On 20 December I pulled the latest Linux kernel code from the Nouveau kernel tree along with Mesa 7.12-devel Git master, libdrm, and xf86-video-nouveau DDX from Git. In using that code, hardware acceleration is still disabled by default and requires booting the kernel with the "nouveau.noaccel=0" argument so that hardware acceleration is enabled if using an NVD0-class NVIDIA GPU.
The NVD0 (GF119) class "Fermi" graphics processors are the newest NVIDIA hardware that's still pre-Kepler (GeForce 600 series) and among the products are the GeForce 410M, GeForce GT 520, GeForce 520M, GeForce 610M, and Quadro NVS 4200M. For this testing I was using a NVIDIA GeForce GT 520 PCI Express graphics card.

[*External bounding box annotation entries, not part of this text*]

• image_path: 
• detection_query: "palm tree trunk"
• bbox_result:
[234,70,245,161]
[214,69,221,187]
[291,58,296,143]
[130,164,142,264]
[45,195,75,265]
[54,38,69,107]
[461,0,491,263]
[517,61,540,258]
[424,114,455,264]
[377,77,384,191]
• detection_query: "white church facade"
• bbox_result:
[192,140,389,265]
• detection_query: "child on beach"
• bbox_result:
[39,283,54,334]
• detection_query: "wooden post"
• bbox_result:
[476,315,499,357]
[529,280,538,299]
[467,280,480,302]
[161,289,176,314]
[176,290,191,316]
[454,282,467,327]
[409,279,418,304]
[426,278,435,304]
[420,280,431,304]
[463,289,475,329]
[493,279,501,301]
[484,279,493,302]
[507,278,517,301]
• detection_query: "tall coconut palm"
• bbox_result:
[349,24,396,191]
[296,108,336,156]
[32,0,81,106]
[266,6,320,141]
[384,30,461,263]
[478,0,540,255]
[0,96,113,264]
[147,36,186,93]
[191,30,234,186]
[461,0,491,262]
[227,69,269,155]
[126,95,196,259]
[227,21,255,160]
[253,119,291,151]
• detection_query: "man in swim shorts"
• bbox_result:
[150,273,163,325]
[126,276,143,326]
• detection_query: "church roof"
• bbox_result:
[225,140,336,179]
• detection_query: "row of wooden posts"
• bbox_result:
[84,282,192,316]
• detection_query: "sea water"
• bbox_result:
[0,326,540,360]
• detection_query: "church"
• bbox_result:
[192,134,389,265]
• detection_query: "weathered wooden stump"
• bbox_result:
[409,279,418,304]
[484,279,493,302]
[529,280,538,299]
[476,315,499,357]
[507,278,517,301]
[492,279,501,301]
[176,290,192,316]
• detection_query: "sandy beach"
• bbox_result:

The NVD0 support came to Nouveau later on after the other Fermi GPUs (what the Nouveau developers classify as the NVC0 class). Only with the Linux 3.3 kernel will the Nouveau Fermi (including NVC0) support re-clocking, KMS page-flipping, and other features, but the NVD0 support is even in much worse shape. While NVC0 Fermi GPUs may be slow with the open-source Nouveau driver and possess other shortcomings to the NVIDIA proprietary driver, the NVD0 support with the latest Nouveau code as tried on the GeForce GT 520 was useless.